The Panel noted that Clause 14.3 of the 2011 Code required that, inter alia, educational material for the public or patients issued by companies which related to diseases or medicines but was not intended as promotion for those medicines must be certified in advance in a manner similar to that provided for by Clause 14.1.
The Panel noted that A Menarini had failed to certify the website when it was first created in July 2011 as required by the 2011 Code and a breach of Clause 14.3 was ruled as acknowledged by the company.
The Panel noted A Menarini’s submission that the website had not been reviewed since July 2011. The Panel noted that Clause 14.5 of the current Code required, inter alia, that material which was still in use be recertified at intervals of no more than two years to ensure that it continued to conform with the relevant regulations relating to advertising and the Code. The Panel noted that A Menarini had not reviewed the website since July 2011 and as such it had not been re-certified in line with Clause 14.5 and a breach of the current Code was ruled as acknowledged by the company.
Clause 14.6 of the current Code stated, inter alia, that companies shall preserve all certificates and that the certificates for material covered by Clause 14.3 shall be preserved for not less than three years after the final use of the material and companies shall produce them on request from the Medicines and Healthcare products Regulatory Agency or the Prescription Medicines Code of Practice Authority. The Panel noted that as the website had never been certified, there was no certificate. The Panel therefore ruled a breach of Clause 14.6 as acknowledged by the company.
The Panel noted its rulings above and considered that the failure to certify and re-certify its website meant that A Menarini had failed to maintain high standards.
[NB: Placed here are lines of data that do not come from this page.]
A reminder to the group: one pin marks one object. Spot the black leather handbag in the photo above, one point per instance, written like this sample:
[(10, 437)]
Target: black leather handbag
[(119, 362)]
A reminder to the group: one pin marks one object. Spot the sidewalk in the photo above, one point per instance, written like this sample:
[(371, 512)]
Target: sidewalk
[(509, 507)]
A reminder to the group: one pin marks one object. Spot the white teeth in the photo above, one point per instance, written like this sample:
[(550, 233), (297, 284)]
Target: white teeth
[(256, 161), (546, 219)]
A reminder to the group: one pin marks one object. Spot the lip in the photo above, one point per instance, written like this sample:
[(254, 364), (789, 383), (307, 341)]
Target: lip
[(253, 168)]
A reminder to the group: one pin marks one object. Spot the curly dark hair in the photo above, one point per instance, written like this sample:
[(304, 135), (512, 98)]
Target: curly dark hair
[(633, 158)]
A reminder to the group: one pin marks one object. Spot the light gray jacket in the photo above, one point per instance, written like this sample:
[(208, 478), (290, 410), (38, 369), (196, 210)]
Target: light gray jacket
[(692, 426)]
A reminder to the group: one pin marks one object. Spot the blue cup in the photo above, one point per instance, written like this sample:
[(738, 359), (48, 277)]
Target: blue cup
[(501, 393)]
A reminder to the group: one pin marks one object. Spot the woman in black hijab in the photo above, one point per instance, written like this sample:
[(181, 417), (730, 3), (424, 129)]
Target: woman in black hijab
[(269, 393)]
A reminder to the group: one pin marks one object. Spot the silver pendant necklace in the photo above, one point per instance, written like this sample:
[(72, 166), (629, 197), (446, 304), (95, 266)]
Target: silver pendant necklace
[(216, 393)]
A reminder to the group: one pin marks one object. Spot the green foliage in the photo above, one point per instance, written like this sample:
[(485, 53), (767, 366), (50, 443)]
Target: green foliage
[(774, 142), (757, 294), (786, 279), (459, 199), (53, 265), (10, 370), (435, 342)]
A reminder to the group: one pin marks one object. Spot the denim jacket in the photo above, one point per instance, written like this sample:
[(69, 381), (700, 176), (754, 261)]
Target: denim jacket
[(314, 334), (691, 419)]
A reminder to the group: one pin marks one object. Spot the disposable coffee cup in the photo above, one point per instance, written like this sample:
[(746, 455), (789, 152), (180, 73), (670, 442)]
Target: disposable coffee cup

A breach of Clause 9.1 of the current Code was ruled. The Panel noted that a robust certification procedure underpinned self-regulation. The Panel considered that A Menarini’s lack of such a process and its failure to review and certify material aimed at the public or patients meant that it had brought the industry into disrepute. A breach of Clause 2 was ruled. These breaches were acknowledged by the company.
The Panel noted its ruling in Case AUTH/2949/3/17 in that it was very concerned that despite discovering that the hyperlink to the MHRA Yellow Card Scheme had disappeared on 31 January 2017 and promptly notifying its parent company responsible for website maintenance no action was apparently taken until A Menarini was notified of that complaint on 27 March 2017. This showed a disregard for patient safety issues. The Panel had ruled a breach of Clause 9.1 in that case. Noting the complainant’s allegations in Case AUTH/2949/3/17 the Panel considered that patient safety was of the utmost importance and A Menarini’s failures in this regard brought discredit upon and reduced confidence in the pharmaceutical industry. A breach of Clause 2 was ruled.